Immer wichtiger werden bei einem verschärften Wettbewerb innovative Wege zur Konsumentenfindung- und bindung, aber auch Kostenreduzierungen. Und das Beenden der immer noch stattfindenden Wertevernichtung durch so genannte Dauerniedrigpreise. Gewinnen wird nicht mehr unbedingt der Große, sondern der Schnellere.

Die Zielsetzung sollte sein: ein Hochleistungsunternehmen zu schaffen und sich auf die Kernkompetenzen zu konzentrieren. Laut GfK haben die deutschen Haushalte im 1. Halbjahr 2000 23,3 Millionen Hektoliter Bier eingekauft. Dieses entspricht der Hälfte des letztjährigen Gesamtabsatzes. Hierbei bestreiten Verbrauchermärkte und Discounter mittlerweile schon 35,5 Prozent.

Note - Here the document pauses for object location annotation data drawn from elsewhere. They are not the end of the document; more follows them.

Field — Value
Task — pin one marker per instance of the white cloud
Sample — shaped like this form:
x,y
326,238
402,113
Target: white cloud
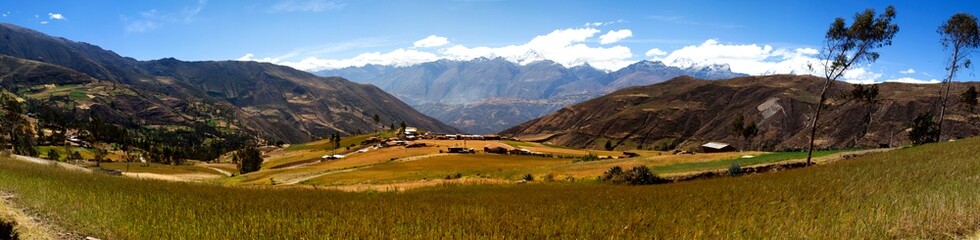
x,y
751,59
913,80
615,36
307,6
600,24
861,74
55,16
655,52
431,41
564,46
399,57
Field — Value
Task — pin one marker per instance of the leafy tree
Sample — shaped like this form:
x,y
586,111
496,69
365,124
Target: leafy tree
x,y
75,156
249,160
969,97
750,132
847,46
639,175
924,130
53,155
960,36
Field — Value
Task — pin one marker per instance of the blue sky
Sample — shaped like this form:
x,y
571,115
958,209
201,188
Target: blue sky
x,y
752,37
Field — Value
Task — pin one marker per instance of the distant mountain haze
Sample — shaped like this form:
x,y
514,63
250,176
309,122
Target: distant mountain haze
x,y
489,95
686,112
274,102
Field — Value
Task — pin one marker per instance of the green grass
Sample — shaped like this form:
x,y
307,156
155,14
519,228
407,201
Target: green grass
x,y
344,142
77,95
156,168
513,143
931,191
724,164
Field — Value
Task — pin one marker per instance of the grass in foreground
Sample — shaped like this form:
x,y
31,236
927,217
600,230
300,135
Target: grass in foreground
x,y
931,191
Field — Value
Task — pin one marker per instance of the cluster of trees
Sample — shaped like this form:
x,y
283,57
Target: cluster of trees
x,y
857,43
248,159
639,175
16,132
742,130
104,132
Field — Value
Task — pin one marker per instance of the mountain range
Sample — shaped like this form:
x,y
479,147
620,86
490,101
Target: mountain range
x,y
270,101
685,112
487,95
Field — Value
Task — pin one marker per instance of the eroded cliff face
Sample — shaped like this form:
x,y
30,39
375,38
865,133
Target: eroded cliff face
x,y
686,112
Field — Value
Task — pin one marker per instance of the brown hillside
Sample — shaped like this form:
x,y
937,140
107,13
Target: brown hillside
x,y
686,112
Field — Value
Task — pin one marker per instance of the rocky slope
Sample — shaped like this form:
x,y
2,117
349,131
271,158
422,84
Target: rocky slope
x,y
488,95
686,112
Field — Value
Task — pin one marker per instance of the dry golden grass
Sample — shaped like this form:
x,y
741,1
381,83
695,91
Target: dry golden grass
x,y
489,166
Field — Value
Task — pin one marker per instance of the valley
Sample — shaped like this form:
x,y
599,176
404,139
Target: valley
x,y
471,120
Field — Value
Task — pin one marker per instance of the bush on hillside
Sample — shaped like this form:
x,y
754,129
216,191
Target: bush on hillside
x,y
639,175
528,177
735,169
249,160
924,130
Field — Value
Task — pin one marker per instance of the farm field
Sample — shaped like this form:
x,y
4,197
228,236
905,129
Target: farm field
x,y
928,191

Die Discounter (ohne Aldi) erhöhten den Marktanteil auf zwölf Prozent, denn die Literpreise dieser Billiganbieter lagen rund 19 Prozent unter dem Branchendurchschnitt und verbilligten sich gegenüber dem Vorjahr erneut um vier Prozent. Als dramatisch bezeichnete Roiger die Entwicklung im traditionellen LEH. Die Marktbedeutung für Bier in diesem Segment beträgt nur noch knapp 23 Prozent.

Bei Pils gewinnt laut GfK das so genannte Premiumsegment seit Jahren Marktanteile hinzu. Der Anteil dieser Marken belief sich am Ende des ersten Halbjahres 2000 auf 47 Prozent. Der Marktanteil der Pils-Konsumbiere ist von 70 Prozent zu Beginn der 80er Jahre auf knapp unter 60 Prozent gesunken (1999).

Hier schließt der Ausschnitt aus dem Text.